One of my exercises was to prove the identity $$\gamma^\mu\displaystyle{\not}a\gamma_\mu=-2\displaystyle{\not}a.$$
Which is trivial if $\gamma^\mu a_\nu=a_\nu \gamma^\mu$, as follows $$\gamma^\mu\displaystyle{\not}a\gamma_\mu=\gamma^\mu a_\nu \gamma^\nu\gamma_\mu = -2 a_\nu \gamma^\nu=-2\displaystyle{\not}a.$$
Yes, they do. Something complicated about quantum field theory is that we often hide the countless tensor products that are in effect.

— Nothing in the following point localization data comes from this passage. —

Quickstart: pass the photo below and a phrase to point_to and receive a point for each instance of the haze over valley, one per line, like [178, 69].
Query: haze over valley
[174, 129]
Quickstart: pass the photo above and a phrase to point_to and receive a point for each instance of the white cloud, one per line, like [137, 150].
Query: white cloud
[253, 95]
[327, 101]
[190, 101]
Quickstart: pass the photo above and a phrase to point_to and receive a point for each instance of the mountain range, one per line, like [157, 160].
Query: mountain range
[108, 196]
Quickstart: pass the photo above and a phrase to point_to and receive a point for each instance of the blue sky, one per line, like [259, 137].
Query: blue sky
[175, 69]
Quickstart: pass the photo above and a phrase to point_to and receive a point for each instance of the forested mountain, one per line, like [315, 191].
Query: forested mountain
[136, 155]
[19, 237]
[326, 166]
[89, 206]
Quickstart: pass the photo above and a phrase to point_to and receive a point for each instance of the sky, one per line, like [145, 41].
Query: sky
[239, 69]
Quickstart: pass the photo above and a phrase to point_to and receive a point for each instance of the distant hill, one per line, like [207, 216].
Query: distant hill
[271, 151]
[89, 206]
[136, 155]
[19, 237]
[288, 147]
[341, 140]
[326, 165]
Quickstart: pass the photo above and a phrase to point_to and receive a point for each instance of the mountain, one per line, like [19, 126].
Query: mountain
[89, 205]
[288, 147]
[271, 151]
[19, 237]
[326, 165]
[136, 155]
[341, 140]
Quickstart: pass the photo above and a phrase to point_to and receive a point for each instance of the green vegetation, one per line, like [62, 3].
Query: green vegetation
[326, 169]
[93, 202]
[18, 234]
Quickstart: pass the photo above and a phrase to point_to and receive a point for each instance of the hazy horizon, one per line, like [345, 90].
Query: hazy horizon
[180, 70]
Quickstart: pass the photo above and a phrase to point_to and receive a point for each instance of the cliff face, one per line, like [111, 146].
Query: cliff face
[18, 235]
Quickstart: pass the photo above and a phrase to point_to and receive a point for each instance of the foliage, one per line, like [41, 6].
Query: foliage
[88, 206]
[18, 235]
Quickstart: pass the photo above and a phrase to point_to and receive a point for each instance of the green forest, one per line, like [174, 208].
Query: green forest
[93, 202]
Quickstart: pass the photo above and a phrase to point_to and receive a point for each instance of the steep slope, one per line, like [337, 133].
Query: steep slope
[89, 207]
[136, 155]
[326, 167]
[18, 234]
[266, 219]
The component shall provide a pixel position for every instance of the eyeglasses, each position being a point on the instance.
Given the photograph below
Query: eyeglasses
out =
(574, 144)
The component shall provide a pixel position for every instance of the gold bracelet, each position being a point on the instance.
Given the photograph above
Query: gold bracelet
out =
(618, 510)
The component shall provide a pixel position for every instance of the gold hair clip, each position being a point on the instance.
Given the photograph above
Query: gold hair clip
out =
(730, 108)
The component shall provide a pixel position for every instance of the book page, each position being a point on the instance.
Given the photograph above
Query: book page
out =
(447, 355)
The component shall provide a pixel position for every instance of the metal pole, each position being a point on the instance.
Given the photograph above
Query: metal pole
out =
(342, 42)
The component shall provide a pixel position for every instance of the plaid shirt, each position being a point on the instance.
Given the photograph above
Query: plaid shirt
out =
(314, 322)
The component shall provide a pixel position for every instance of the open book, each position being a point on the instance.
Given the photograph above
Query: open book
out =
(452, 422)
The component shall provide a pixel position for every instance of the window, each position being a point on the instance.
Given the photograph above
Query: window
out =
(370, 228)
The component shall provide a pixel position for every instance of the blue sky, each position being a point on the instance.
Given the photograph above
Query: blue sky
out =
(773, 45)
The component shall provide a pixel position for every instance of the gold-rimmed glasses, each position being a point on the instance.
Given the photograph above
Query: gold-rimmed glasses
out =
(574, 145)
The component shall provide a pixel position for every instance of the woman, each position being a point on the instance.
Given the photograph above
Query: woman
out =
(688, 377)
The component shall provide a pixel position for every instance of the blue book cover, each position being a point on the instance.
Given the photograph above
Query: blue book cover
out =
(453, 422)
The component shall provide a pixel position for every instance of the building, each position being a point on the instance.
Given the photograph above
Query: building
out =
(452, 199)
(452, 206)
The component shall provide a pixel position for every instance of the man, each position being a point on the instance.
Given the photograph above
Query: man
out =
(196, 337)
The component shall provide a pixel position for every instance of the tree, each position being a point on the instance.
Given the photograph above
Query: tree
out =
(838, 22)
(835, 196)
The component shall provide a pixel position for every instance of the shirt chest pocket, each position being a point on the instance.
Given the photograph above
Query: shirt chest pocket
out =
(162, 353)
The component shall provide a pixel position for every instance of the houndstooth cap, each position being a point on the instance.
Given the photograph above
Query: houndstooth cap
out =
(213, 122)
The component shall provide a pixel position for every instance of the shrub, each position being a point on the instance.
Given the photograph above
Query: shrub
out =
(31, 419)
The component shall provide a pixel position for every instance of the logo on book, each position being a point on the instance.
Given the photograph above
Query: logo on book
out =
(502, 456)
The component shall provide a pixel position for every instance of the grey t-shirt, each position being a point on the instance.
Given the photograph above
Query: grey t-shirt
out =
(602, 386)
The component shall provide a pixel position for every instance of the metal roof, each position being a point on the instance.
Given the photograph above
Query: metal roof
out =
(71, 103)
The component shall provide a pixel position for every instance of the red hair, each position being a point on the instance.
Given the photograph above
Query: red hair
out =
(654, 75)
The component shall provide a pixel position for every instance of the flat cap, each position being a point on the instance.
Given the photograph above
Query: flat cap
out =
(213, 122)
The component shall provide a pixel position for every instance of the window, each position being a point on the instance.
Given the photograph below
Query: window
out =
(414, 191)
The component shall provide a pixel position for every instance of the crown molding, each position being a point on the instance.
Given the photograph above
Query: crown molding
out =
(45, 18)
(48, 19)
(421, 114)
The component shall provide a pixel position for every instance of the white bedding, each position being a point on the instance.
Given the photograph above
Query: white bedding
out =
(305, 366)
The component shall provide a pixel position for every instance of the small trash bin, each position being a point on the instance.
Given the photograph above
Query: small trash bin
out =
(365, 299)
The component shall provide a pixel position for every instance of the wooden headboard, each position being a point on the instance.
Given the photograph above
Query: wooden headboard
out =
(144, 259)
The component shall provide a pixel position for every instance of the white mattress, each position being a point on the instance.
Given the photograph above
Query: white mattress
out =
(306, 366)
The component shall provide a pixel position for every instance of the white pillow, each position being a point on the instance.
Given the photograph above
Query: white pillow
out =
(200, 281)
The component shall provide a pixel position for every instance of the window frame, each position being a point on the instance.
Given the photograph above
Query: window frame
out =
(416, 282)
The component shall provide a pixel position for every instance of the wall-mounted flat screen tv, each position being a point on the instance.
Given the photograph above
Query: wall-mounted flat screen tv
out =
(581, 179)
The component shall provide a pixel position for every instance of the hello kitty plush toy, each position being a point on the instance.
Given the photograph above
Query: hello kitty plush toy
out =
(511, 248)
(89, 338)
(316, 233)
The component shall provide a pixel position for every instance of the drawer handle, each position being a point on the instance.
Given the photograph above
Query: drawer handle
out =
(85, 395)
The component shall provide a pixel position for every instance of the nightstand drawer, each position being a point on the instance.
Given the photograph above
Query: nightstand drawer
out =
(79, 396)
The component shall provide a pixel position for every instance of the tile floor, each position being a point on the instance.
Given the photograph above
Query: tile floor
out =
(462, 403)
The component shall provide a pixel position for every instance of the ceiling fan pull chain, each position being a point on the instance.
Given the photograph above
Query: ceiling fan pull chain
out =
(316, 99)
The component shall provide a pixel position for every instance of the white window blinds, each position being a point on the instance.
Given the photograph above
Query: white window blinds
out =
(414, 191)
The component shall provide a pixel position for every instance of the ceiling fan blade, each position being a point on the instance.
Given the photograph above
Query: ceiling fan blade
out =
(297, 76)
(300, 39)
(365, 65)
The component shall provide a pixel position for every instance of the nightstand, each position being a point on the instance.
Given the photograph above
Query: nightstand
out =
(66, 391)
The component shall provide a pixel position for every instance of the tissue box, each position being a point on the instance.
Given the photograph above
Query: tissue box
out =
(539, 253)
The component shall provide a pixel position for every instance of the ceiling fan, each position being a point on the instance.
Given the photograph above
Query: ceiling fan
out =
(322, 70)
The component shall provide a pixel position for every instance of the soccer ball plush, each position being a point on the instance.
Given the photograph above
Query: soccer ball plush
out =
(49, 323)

If we use $a,b$ as spinor indices (i.e., indices labeling the spinorial entries of spinorial matrices and spinors), we can write \begin{align} (\gamma^\mu \displaystyle{\not}a \gamma_\mu)_{ab} &= \gamma_{ac}^\mu \displaystyle{\not}a_{cd} \gamma_{\mu,db}, \\ &= \gamma_{ac}^\mu a_{\nu} \gamma^{\nu}_{cd} \gamma_{\mu,db}. \end{align} This time, all terms are numbers, since we are working in components. Thus,
\begin{align} (\gamma^\mu \displaystyle{\not}a \gamma_\mu)_{ab} &= \gamma_{ac}^\mu a_{\nu} \gamma^{\nu}_{cd} \gamma_{\mu,db}, \\ &= a_{\nu} \gamma_{ac}^\mu \gamma^{\nu}_{cd} \gamma_{\mu,db}, \\ &= a_{\nu} (\gamma^\mu \gamma^{\nu} \gamma_{\mu})_{ab}, \end{align} at which point you can just follow your calculation and things run smoothly.
The key point is noticing that four-vector do not carry spinor indices.